1 Batch interface - adaa-polsl/RuleKit GitHub Wiki

1.1. General information

In order to use batch mode, please download rulekit-<version>-all.jar file from the releases folder. Alternatively, one can build the package from the sources by running the following commands in the adaa.analytics.rules directory of this repository. Windows:

gradlew -b build.gradle rjar

Linux:

./gradlew -b build.gradle rjar

The JAR file will be placed in adaa.analytics.rules/build/libs subdirectory.

To run the analysis, execute the following command:

java -jar *rulekit-<version>-all.jar* experiments.xml

where experiments.xml is an XML file with experimental setting description. Ignore the SLF4J warning reported on the console - it does not affect the procedure. The batch mode allows investigating multiple datasets with many induction parameters. The general XML structure is as follows:

</experiment>
	<parameter_sets>
		<parameter_set name="paramset_1">...</parameter_set>
		<parameter_set name="paramset_2">...</parameter_set>
		...
	</parameter_sets>

	<datasets>
		<dataset>...</dataset>
        	<dataset>...</dataset>
   		...
  	</datasets>
</experiment>

1.2. Parameter set definition

This section allows user to specify induction parameters. The package enables testing multiple parameter sets in a single run. The definition of a single parameter is presented below.
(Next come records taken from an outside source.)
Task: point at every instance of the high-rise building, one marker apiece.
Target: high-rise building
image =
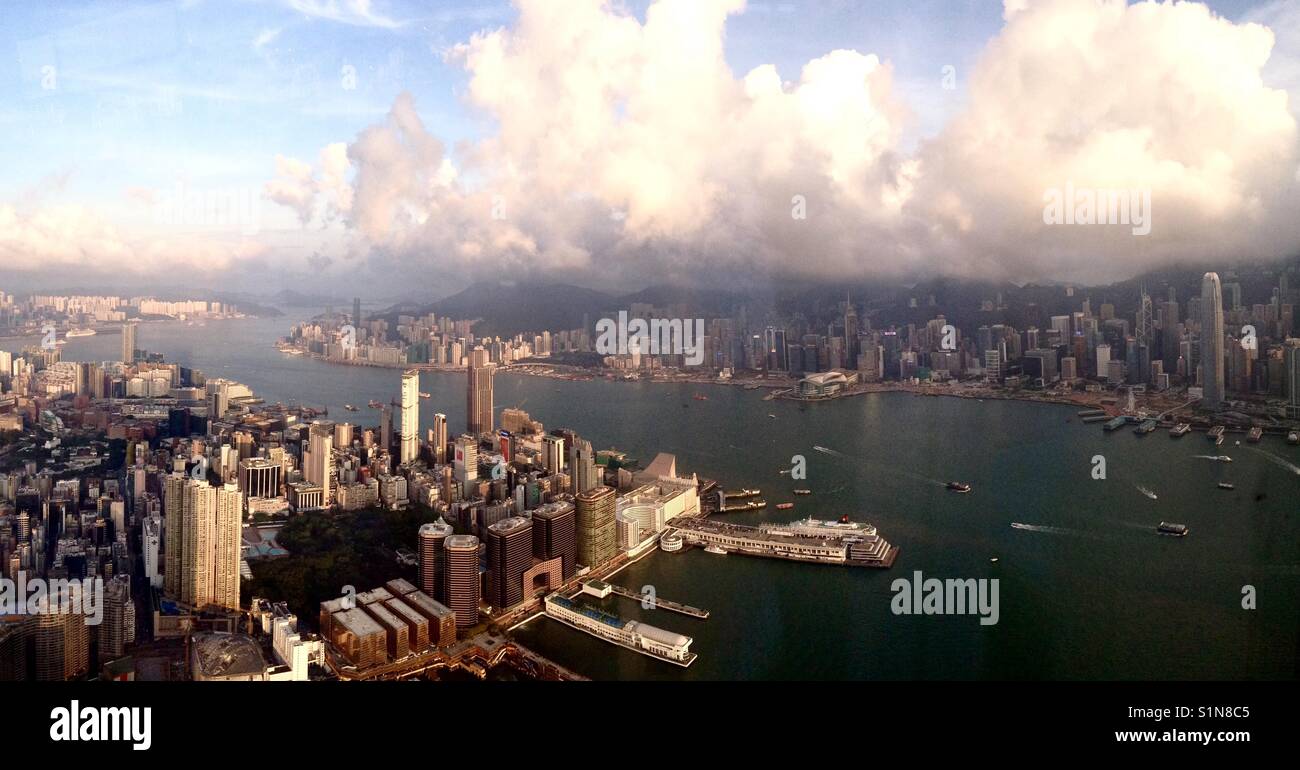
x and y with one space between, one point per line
433 536
440 440
597 531
462 579
479 397
1212 341
128 344
410 429
555 535
510 554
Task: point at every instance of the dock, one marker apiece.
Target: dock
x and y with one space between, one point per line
661 604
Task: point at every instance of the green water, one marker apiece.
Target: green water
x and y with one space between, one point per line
1087 592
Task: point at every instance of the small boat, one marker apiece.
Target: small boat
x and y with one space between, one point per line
1171 530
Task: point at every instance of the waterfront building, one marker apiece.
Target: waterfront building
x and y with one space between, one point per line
463 584
1212 341
597 532
410 422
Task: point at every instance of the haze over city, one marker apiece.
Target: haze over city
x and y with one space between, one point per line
615 145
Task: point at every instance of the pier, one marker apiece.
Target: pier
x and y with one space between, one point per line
662 604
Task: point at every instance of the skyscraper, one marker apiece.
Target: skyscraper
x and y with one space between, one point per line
433 558
479 410
462 579
510 554
410 429
1212 341
597 531
128 344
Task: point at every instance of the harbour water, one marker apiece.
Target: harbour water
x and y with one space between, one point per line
1087 589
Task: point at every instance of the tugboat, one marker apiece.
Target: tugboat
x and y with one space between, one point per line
1171 530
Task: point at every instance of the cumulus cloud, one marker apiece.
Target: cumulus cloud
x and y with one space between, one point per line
629 146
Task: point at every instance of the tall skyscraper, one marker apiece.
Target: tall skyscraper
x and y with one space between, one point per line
479 410
462 579
433 559
597 531
410 431
440 440
128 344
510 554
1212 341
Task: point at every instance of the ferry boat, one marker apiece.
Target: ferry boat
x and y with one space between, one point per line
1171 530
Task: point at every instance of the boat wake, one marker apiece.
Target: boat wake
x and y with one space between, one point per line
1278 461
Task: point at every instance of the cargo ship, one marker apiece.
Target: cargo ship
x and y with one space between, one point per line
1171 530
807 540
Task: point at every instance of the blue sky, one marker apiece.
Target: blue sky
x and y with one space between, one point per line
146 94
108 106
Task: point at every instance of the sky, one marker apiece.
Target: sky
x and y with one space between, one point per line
417 147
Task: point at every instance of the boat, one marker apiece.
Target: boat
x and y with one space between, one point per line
1173 530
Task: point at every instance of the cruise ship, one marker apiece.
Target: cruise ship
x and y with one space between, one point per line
648 640
807 540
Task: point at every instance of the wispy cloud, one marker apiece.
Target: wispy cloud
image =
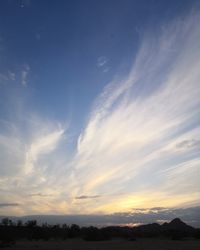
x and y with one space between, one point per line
140 145
137 123
24 74
83 197
8 204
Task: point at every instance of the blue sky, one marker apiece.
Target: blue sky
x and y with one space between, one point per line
99 106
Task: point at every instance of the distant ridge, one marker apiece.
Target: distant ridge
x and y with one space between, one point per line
177 224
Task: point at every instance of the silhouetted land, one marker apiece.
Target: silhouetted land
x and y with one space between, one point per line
155 236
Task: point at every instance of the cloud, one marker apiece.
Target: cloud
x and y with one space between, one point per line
101 61
130 141
24 74
193 143
82 197
40 195
8 204
139 147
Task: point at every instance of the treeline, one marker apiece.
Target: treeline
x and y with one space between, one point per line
11 231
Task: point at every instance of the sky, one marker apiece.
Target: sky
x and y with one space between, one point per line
99 107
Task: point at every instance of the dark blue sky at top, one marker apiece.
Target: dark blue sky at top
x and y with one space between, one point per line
61 42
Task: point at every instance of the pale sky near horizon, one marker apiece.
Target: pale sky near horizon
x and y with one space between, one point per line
99 106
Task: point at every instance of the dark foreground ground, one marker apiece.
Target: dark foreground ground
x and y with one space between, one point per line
78 244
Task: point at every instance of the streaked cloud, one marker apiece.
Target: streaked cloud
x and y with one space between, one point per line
83 197
8 204
24 74
140 145
130 141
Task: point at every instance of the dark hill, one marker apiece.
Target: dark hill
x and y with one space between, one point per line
177 224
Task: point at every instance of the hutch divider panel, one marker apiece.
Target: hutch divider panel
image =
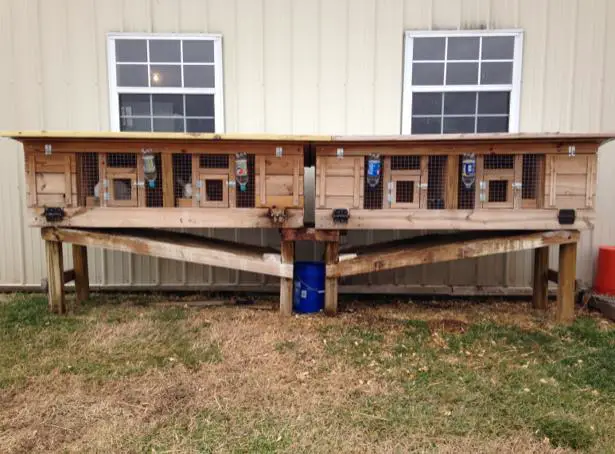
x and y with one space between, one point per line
160 183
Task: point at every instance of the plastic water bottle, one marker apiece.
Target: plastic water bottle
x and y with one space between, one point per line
468 170
241 171
373 170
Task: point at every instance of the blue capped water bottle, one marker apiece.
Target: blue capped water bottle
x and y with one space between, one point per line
373 170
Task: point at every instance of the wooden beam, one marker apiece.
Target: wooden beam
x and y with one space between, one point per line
567 276
178 246
55 277
126 217
500 219
286 284
309 234
444 250
540 284
81 275
331 282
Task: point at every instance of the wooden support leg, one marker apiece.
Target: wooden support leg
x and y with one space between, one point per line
55 276
332 254
286 284
82 280
541 282
566 284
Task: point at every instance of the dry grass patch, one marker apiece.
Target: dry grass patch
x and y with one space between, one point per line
439 377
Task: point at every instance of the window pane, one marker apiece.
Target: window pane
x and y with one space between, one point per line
169 124
498 48
134 105
166 76
458 125
199 76
135 124
463 48
427 73
131 50
460 103
198 51
428 49
200 125
496 102
164 50
492 124
427 104
131 75
168 105
462 73
426 125
200 105
496 73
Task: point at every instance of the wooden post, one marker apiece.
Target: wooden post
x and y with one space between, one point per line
540 295
286 284
82 280
55 275
565 289
332 253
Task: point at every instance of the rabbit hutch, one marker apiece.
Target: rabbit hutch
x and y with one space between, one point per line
124 191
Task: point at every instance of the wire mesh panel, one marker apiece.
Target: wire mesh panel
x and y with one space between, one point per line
89 187
372 194
405 162
183 187
465 195
436 182
247 198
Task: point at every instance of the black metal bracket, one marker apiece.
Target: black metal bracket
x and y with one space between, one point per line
340 215
54 214
566 217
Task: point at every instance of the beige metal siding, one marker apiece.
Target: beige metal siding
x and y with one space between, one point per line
328 66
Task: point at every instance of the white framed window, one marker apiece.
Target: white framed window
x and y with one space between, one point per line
165 82
462 81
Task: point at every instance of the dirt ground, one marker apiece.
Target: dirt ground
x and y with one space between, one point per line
133 374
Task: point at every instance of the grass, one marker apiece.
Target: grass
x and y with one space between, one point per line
130 376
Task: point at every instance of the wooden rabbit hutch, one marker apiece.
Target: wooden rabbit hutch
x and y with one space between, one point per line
504 192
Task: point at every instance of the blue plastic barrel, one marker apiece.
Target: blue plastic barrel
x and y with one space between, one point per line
309 294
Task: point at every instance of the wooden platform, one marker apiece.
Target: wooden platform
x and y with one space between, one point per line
358 260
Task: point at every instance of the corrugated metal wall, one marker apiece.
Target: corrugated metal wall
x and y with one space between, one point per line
298 66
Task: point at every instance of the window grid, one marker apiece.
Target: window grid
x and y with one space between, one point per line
509 122
213 123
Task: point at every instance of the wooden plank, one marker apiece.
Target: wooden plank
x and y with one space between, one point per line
501 219
356 186
81 275
567 276
169 218
296 180
452 182
168 190
309 234
540 284
55 276
439 251
424 180
286 284
332 250
177 246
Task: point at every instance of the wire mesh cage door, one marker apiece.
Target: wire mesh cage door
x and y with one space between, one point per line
499 178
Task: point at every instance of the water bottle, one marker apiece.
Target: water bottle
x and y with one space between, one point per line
468 170
241 171
373 170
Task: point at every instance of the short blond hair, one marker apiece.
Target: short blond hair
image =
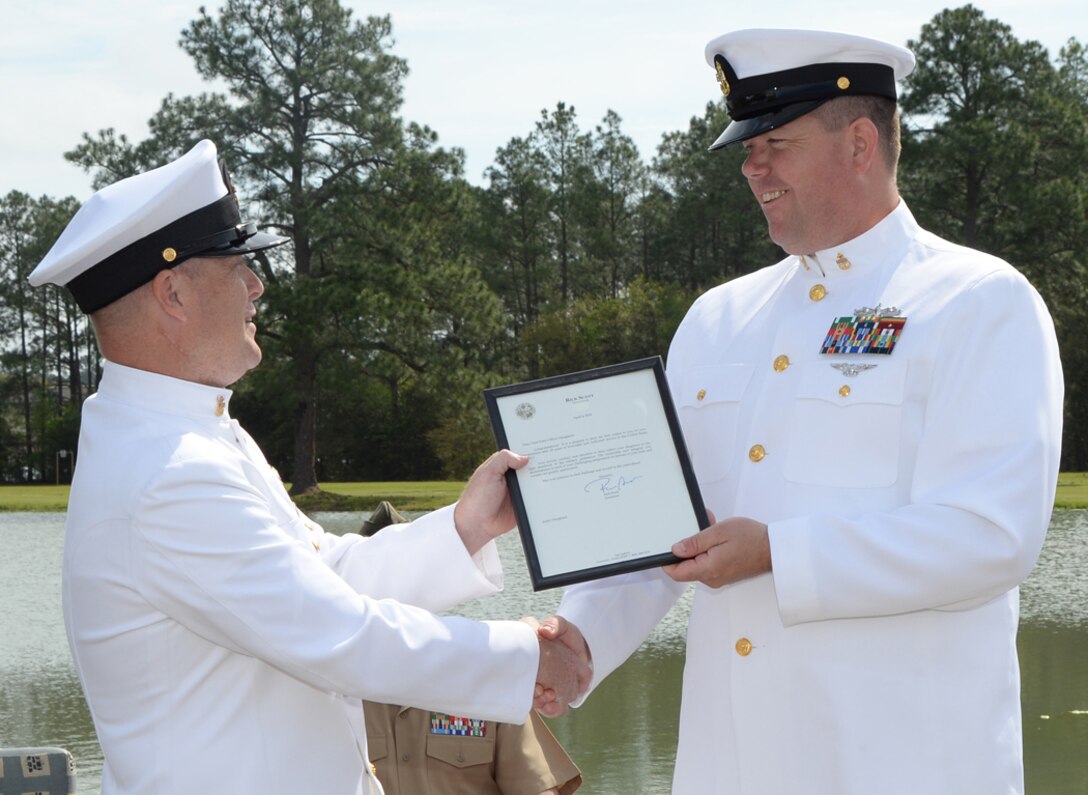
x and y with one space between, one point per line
837 113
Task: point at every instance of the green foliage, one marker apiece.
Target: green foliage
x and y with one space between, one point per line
407 290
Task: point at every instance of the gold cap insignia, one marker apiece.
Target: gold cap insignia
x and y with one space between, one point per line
722 81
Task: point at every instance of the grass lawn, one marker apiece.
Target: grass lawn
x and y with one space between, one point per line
1072 493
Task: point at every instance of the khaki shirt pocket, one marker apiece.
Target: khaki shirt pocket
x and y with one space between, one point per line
847 430
376 747
708 402
461 752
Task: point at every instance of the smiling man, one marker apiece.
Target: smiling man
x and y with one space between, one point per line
223 640
877 420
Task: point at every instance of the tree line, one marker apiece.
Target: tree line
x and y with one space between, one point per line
407 289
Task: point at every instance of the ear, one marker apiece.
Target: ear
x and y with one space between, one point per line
169 290
865 139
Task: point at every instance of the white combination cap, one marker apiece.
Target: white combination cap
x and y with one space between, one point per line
773 76
130 231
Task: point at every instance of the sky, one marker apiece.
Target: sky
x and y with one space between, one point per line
480 71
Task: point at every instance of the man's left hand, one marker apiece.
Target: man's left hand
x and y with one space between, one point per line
484 511
725 553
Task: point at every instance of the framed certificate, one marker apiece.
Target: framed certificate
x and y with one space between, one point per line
608 487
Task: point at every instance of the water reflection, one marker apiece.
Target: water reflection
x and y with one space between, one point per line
623 737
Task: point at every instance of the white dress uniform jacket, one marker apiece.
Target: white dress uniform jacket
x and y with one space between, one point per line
224 641
905 504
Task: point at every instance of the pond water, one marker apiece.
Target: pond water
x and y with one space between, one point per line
623 737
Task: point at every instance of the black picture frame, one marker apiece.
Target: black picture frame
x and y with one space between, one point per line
671 459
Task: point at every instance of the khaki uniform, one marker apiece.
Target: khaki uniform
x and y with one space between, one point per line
417 752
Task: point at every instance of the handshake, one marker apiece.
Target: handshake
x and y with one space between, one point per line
565 667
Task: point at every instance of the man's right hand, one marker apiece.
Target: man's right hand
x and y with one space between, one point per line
564 642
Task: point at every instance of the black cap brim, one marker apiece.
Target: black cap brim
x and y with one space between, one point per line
257 241
757 125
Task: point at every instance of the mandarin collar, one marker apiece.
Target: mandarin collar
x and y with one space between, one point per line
873 249
164 394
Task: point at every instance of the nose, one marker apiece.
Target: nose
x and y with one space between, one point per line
255 284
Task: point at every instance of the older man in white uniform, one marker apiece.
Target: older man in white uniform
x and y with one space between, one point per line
878 418
223 640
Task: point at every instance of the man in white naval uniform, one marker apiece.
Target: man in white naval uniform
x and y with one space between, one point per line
224 641
877 420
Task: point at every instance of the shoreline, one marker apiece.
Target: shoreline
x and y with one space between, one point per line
405 496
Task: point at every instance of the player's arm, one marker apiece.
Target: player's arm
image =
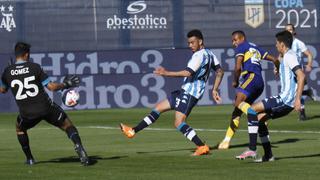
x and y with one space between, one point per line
237 70
300 78
310 60
218 78
161 71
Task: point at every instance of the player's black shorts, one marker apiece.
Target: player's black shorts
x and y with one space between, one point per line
275 108
182 101
55 116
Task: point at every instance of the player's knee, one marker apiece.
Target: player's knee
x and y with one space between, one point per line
177 123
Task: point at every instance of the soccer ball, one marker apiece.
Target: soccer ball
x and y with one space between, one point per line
70 98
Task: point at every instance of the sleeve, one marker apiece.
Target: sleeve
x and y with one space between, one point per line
215 64
194 63
240 50
292 62
43 77
302 46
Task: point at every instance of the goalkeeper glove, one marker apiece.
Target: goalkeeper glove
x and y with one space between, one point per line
71 81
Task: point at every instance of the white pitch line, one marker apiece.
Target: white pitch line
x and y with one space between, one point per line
171 129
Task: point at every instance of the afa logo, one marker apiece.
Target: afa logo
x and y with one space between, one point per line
254 12
7 20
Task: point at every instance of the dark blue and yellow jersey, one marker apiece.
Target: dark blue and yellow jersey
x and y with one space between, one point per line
252 56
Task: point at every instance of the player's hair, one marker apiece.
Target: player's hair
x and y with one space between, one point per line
195 32
293 28
21 49
285 37
239 32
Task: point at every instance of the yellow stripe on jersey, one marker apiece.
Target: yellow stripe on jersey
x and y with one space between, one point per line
247 56
244 73
265 54
245 84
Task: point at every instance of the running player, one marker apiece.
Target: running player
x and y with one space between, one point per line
26 81
299 47
292 81
248 57
182 101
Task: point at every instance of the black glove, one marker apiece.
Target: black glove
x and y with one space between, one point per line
71 81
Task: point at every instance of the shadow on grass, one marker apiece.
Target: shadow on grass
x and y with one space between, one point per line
273 145
74 159
313 117
298 157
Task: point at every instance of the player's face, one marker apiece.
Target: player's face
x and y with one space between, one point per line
290 29
236 40
194 43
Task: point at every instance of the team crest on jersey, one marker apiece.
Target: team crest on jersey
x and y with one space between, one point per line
7 20
254 12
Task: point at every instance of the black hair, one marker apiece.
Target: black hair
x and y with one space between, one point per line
241 33
293 28
285 37
21 49
195 32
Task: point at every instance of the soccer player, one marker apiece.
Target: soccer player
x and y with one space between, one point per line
26 81
292 81
182 101
248 57
299 47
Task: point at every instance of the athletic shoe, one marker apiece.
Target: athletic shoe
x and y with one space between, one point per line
224 145
302 115
201 150
84 159
127 130
264 159
30 162
247 154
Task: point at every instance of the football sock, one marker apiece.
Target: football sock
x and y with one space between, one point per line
234 124
147 121
73 134
264 138
24 142
188 132
252 124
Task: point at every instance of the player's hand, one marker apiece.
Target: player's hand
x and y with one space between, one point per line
160 71
71 81
235 84
216 97
297 105
308 68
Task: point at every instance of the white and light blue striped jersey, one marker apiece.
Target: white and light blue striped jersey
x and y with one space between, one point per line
299 47
288 80
199 66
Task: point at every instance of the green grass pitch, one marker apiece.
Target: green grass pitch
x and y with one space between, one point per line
161 152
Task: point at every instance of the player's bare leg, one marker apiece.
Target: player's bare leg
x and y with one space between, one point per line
252 125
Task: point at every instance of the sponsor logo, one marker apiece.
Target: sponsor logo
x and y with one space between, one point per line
254 12
135 20
136 7
7 20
Every parameter has its default value, thus only selected may be specified by the user.

<parameter_set name="paramset_1">
  	<param name="min_rule_covered">...</param>
  	<param name="max_uncovered_fraction">...</param>
	<param name="max_growing">...</param>
  	<param name="induction_measure">...</param>
	<param name="pruning_measure">...</param>
  	<param name="voting_measure">...</param>
	<param name="user_induction_equation">...</param>
	<param name="user_pruning_equation">...</param>
	<param name="user_voting_equation">...</param>
	<param name="ignore_missing">...</param>
	<param name="select_best_candidate">...</param>
	<param name="complementary_conditions">...</param>
	<param name="mean_based_regression">...</param>
	<param name="control_apriori_precision">...</param>
	<param name="max_rule_count">...</param>
	<param name="approximate_induction">...</param>
	<param name="approximate_bins_count">...</param>
</parameter_set>

where:

min_rule_covered (aliases: minsupp_new, mincov_new) - a minimum number (or fraction, if value < 1.0) of previously uncovered examples to be covered by a new rule (positive examples for classification problems); default: 5,
max_uncovered_fraction - floating-point number from [0,1] interval representing maximum fraction of examples that may remain uncovered by the rule set; default: 0,
max_growing - non-negative integer representing maximum number of conditions which can be added to the rule in the growing phase (use this parameter for large datasets if execution time is prohibitive); 0 indicates no limit; default: 0,
induction_measure/pruning_measure/voting_measure - name of the rule quality measure used during growing/pruning/voting (ignored in the survival analysis where log-rank statistics is used); default: Correlation,
user_induction_equation/user_pruning_equation/user_voting_equation (RuleKit < 2.0) - equation of user-defined quality measure; applies only when the corresponding measure parameter has value UserDefined; the equation must be a mathematical expression with p, n, P, N literals (elements of confusion matrix), operators, numbers, and library functions (sin, log, etc.).
user_induction_class/user_pruning_class/user_voting_class (RuleKit >= 2.0) - names of classes that implement a user-defined quality measure; each class must implement the adaa.analytics.rules.logic.quality.IUserMeasure interface; applies only when the corresponding measure parameter has value UserDefined.
ignore_missing - boolean telling whether missing values should be ignored (by default, a missing value of given attribute is always considered as not fulfilling the condition built upon that attribute); default: false.
select_best_candidate - if enabled, the rule of highest quality is returned as a result of growing (instead of the fully grown rule); default: false.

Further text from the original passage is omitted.